The difference between a good resume and poor one can be the difference between even getting an interview. Studies have shown that on average, recruiters look at a resume for around 6 seconds before moving on to the next. That’s a pretty scary statistic, so here are some tips to writing resumes that stand out:
Tailor your resume to fit the job you’re applying for
Mass applying to a bunch of jobs with a generic resume won’t cut it. Employers are looking to see how your experience is applicable to the job they are hiring for. It is crucial to read the job description and the required duties of the position you are applying for, and tailor your resume to highlight how your experience makes you a good fit for the role. I get that it’s time consuming but it is a worthwhile step to make your resume stand out and catch the eye of the employer.
Research the company a little bit and understand what it is they are looking for in a team member. By including whatever that may be in your resume, it immediately sets you apart from other applicants that don’t take the time to do so. If you have lots of experience under your belt, there is no need to include all of it on your resume. Don’t waste the time of the recruiter and exclude any experience that is not applicable to the job you’re applying for. Instead go into more detail on the experience that is relevant.
Quantify your achievements
Quantifying your accomplishments is a great way to catch the eye whoever is looking over your resume. If you have experience in a sales position, include how much you sold or how much revenue you generated for the company. If you have ever saved a company money on a certain project, state how much. Do you have managerial experience? How many people did you lead or train and quantify what you led them to do. Numbers are a great way for the recruiter to get context on your experience and allows them to get a better sense of you as a prospective employee
How to Quantify ANYTHING on Your Resume
Make it simple and easy to read
This includes adding a header, using a consistent easy to scan format, proof read it, and make it concise. Include a header that is clear and applies to the job at hand. The days of writing an objective on your resume are over; replace it with an executive summary where you explain in around 3-5 sentences your talents, interests, and how you can be of value to the employer. Include your name and contact information at the top. Use a professional email from a professional email provider for your contact info. I know you use your email@example.com or firstname.lastname@example.org email the most but you are trying to represent yourself as a distinguished professional here!
Scannability is important because that is precisely what most recruiters are going to be doing, scanning it. This means use a clear, uncluttered format that breaks up your resume by topic (i.e education, work experience, skills). Use reverse chronological order, including your most recent experiences first and never include a picture of yourself on your resume unless explicitly asked for. A professional cv can still utilize unique resume templates, but will almost always be easy to read and formatted to be scanned.
One of the easiest things to do, but often forgotten is to proof read your resume. Any spelling or grammatical error will almost certainly result in you being tossed in the reject pile as it’s a sign of poor effort and lack of accountability in some cases. Your resume should also be as concise as possible, with most people saying that it should fit on one page. If you have 6+ jobs of relevant experience, it may exceed a page but nearly everyone should be able to fit all the information on one page. Recruiters won’t care about your high school job working as a cashier at McDonalds when you’re applying to be a graphic designer.

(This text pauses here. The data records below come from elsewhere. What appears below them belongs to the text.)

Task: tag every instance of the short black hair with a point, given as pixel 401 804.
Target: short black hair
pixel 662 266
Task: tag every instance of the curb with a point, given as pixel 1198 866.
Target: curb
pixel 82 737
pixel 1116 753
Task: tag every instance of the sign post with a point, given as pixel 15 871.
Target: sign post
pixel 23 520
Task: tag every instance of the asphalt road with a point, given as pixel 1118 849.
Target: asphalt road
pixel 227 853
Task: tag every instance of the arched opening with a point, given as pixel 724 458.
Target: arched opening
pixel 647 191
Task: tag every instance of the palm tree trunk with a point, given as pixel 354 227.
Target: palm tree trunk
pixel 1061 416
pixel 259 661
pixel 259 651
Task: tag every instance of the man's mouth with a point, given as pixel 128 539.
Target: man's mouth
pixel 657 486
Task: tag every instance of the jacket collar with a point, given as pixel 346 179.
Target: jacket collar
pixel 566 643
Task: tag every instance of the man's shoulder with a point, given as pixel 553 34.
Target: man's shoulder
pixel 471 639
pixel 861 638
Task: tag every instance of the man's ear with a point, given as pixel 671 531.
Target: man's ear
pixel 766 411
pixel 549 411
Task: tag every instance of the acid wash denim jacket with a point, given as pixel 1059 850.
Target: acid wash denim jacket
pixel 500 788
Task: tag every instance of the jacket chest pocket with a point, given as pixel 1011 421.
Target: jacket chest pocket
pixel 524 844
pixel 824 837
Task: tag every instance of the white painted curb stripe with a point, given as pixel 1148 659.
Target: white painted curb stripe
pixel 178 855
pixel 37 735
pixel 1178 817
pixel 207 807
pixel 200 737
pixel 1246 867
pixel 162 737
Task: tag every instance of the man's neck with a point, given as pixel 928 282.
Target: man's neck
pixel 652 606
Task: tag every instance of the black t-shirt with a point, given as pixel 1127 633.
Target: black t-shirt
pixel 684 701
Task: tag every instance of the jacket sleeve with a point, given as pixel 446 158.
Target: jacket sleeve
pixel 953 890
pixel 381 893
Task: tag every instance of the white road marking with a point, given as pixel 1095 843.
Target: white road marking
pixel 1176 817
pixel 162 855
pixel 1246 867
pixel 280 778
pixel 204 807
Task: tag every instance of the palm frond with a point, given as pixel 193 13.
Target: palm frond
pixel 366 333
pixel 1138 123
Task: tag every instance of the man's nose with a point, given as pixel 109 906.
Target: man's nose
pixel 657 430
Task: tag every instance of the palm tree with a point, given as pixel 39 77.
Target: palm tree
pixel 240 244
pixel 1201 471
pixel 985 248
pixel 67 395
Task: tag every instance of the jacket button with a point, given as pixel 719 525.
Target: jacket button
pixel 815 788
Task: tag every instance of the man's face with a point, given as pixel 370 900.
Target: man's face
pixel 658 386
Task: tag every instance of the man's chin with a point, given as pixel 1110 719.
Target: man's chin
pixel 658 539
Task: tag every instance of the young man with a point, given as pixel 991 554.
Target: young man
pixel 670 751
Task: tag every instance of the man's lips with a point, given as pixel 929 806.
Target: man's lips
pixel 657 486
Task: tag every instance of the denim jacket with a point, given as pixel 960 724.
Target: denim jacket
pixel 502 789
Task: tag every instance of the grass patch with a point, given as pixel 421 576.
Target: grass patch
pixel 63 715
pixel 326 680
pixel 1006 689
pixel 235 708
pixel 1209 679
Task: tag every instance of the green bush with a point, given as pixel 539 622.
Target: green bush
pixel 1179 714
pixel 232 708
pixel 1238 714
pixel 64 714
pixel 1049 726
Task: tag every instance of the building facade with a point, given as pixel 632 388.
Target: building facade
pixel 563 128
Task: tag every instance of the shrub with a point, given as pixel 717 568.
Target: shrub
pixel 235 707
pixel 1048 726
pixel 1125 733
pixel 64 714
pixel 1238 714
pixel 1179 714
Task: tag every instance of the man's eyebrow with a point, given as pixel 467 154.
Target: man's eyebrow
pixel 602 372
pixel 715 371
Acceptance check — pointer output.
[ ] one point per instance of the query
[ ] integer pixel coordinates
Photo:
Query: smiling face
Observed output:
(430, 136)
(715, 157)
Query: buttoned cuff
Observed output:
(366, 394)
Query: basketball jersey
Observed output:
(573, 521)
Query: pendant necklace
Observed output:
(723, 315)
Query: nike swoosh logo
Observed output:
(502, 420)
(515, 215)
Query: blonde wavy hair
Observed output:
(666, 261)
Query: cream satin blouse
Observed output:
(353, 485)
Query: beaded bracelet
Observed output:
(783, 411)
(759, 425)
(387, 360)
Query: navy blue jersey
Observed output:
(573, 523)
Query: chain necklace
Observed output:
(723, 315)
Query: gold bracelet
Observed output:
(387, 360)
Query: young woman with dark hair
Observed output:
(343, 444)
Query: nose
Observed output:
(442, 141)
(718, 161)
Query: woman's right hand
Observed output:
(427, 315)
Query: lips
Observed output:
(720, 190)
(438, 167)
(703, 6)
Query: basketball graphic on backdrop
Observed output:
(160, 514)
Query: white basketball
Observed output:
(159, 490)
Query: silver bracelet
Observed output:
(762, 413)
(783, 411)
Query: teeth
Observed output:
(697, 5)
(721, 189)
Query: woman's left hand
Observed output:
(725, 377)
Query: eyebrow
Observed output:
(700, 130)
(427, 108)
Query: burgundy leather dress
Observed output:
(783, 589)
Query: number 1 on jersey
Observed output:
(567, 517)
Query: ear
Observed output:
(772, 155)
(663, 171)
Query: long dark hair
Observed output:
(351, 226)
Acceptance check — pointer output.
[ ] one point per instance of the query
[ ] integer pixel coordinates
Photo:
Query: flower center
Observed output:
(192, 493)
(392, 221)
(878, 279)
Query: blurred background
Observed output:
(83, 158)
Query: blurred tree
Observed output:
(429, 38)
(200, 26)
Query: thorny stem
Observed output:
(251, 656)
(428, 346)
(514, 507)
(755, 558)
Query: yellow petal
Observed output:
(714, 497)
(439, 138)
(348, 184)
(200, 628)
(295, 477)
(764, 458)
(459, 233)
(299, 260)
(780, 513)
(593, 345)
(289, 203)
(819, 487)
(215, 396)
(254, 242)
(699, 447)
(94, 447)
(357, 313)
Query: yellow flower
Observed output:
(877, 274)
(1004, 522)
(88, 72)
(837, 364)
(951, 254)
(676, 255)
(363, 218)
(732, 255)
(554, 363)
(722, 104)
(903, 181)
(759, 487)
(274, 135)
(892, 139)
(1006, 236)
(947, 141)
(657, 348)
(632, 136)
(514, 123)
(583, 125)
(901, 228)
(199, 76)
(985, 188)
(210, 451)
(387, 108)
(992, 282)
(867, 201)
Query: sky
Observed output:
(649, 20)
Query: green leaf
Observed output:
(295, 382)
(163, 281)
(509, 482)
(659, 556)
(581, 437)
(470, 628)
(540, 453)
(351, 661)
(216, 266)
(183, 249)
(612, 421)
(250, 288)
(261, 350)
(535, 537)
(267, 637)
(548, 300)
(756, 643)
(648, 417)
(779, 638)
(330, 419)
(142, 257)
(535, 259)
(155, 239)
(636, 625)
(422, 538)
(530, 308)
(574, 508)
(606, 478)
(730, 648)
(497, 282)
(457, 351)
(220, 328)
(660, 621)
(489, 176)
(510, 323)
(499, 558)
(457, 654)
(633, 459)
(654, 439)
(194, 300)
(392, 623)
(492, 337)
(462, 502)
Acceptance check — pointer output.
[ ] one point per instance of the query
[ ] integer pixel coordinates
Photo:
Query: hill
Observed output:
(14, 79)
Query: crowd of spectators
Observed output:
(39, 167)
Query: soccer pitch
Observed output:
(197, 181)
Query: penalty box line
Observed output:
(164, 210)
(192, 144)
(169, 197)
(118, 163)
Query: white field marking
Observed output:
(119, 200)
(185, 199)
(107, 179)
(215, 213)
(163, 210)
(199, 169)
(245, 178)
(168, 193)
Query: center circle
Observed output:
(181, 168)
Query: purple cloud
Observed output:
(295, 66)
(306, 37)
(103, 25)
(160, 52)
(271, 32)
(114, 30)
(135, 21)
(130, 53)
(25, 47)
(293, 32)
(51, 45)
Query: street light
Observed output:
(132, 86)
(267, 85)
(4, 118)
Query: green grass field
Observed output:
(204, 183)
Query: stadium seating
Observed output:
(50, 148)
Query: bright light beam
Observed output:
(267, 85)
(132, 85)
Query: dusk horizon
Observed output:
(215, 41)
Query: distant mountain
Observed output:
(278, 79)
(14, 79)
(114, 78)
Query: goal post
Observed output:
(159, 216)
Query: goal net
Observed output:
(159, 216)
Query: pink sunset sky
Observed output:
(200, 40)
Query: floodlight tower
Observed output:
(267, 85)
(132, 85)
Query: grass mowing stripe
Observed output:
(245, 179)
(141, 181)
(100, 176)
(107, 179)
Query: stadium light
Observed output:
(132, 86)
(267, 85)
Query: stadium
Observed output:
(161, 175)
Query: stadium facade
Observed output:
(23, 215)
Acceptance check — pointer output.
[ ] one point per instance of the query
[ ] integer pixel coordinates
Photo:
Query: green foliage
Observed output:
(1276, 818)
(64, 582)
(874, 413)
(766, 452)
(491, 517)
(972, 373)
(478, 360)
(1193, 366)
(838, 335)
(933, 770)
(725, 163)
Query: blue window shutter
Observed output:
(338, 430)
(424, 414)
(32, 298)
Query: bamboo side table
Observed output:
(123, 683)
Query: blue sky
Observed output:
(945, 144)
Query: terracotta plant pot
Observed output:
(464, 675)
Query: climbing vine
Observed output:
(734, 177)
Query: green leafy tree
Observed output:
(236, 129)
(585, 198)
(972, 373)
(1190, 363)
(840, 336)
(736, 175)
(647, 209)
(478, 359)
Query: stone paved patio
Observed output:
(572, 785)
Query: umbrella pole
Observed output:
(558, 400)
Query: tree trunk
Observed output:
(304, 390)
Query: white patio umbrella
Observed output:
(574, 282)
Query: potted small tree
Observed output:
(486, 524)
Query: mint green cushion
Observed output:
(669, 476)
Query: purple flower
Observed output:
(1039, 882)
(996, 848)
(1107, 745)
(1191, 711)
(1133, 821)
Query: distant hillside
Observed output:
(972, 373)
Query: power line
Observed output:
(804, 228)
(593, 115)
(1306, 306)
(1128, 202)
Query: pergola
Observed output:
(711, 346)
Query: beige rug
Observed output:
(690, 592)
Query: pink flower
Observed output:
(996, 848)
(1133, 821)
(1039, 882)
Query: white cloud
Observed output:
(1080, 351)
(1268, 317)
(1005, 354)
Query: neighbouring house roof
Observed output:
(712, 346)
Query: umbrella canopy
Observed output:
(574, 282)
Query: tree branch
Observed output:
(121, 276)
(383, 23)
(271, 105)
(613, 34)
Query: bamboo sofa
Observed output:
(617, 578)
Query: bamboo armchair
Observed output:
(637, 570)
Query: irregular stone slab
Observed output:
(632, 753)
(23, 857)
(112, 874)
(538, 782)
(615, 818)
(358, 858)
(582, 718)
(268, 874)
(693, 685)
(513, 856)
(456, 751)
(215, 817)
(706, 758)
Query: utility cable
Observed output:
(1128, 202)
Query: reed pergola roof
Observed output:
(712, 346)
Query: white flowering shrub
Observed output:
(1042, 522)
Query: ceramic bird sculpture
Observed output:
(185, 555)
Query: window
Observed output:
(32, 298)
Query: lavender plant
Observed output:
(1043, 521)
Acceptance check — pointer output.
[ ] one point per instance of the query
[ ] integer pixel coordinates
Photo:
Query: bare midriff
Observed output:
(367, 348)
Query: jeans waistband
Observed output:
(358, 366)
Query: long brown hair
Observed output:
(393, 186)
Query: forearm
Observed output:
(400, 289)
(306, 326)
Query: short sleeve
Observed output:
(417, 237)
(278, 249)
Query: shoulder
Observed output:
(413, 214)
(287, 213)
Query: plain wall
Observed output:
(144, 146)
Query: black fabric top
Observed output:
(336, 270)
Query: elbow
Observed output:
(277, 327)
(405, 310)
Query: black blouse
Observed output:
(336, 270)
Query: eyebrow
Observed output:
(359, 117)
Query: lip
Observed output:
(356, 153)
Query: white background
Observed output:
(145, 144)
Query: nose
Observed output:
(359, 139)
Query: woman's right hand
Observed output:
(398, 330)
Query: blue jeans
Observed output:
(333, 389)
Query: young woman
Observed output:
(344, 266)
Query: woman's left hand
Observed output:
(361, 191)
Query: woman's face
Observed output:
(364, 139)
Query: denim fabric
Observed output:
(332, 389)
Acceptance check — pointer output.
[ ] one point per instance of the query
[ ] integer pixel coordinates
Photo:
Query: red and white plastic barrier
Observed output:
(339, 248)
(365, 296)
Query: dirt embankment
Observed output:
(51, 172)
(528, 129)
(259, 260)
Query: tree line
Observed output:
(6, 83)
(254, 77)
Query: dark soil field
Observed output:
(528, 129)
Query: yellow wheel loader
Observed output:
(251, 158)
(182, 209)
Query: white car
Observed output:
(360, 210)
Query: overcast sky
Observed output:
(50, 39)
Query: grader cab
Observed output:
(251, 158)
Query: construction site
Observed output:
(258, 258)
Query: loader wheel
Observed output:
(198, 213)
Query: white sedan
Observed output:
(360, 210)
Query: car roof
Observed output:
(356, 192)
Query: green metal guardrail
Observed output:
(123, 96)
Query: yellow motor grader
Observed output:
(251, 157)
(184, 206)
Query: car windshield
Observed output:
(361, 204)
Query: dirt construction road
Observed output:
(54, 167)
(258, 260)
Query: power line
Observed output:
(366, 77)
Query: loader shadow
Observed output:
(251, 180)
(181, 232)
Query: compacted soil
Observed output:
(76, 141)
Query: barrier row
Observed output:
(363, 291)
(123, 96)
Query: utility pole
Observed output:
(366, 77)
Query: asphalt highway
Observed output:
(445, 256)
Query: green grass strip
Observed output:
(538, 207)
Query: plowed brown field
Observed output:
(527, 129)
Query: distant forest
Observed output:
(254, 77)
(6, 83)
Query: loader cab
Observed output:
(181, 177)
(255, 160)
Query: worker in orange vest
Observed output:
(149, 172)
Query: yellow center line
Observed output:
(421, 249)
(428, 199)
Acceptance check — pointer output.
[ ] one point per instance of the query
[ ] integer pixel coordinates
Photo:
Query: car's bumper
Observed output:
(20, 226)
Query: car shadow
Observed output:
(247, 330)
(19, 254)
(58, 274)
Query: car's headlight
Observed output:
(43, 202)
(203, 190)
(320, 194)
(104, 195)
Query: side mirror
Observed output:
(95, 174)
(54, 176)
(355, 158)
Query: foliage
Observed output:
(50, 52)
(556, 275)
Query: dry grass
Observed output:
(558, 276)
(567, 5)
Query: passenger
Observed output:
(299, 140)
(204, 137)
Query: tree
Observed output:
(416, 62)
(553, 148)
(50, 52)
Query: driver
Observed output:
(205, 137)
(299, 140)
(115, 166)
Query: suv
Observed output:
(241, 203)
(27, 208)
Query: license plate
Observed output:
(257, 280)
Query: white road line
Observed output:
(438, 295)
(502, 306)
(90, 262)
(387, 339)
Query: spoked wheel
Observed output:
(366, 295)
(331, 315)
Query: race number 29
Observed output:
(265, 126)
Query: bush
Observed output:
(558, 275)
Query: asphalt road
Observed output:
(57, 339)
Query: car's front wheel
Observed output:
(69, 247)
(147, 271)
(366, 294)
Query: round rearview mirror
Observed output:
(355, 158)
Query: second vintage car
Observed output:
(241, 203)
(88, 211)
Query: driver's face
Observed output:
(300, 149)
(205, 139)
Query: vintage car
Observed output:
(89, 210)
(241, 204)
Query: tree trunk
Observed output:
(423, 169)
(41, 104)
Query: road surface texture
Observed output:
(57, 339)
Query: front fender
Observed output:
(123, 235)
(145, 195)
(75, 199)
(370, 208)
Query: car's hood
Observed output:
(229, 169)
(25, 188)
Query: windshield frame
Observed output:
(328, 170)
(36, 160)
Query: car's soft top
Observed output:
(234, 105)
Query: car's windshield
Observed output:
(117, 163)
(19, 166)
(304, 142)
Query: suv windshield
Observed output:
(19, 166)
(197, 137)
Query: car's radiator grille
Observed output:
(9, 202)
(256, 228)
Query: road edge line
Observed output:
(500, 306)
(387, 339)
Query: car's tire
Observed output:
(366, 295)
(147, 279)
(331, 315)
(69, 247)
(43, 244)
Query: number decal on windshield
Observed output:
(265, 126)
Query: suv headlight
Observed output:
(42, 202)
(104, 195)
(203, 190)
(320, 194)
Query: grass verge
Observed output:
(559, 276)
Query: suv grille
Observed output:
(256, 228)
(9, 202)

Lots of companies use some sort of screening process to quickly weed out candidates out of the hundreds of applications they receive. More often than not, they scan resumes to search for certain industry key words. Make sure to do your research about common keywords and terminology used in the industry and job description and use them in your resume granted that you do in fact have those skills. This will help you make it past any initial screenings and on to the next stage where someone will look at your resume.
It’s more than just your resume
While crafting a flawless professional CV that is tailored to the specific position and highlights your applicable skills and experience is a great start, it is what you then do with this resume that matters. Your resume must tell a story. It should bring whoever is reading it through your professional work experiences, achievements, skills and interests and show how you have advanced and developed through the years.
Simply applying to jobs online is proving not to be as effective anymore. Find the email of the recruiter and send them your resume personally, or when you apply online, always try to email the company or find someone working there that can help you to follow up with stating your interests and why you think you’re a good fit. In the end, words mean nothing compared to connections you make and networks you can tap into.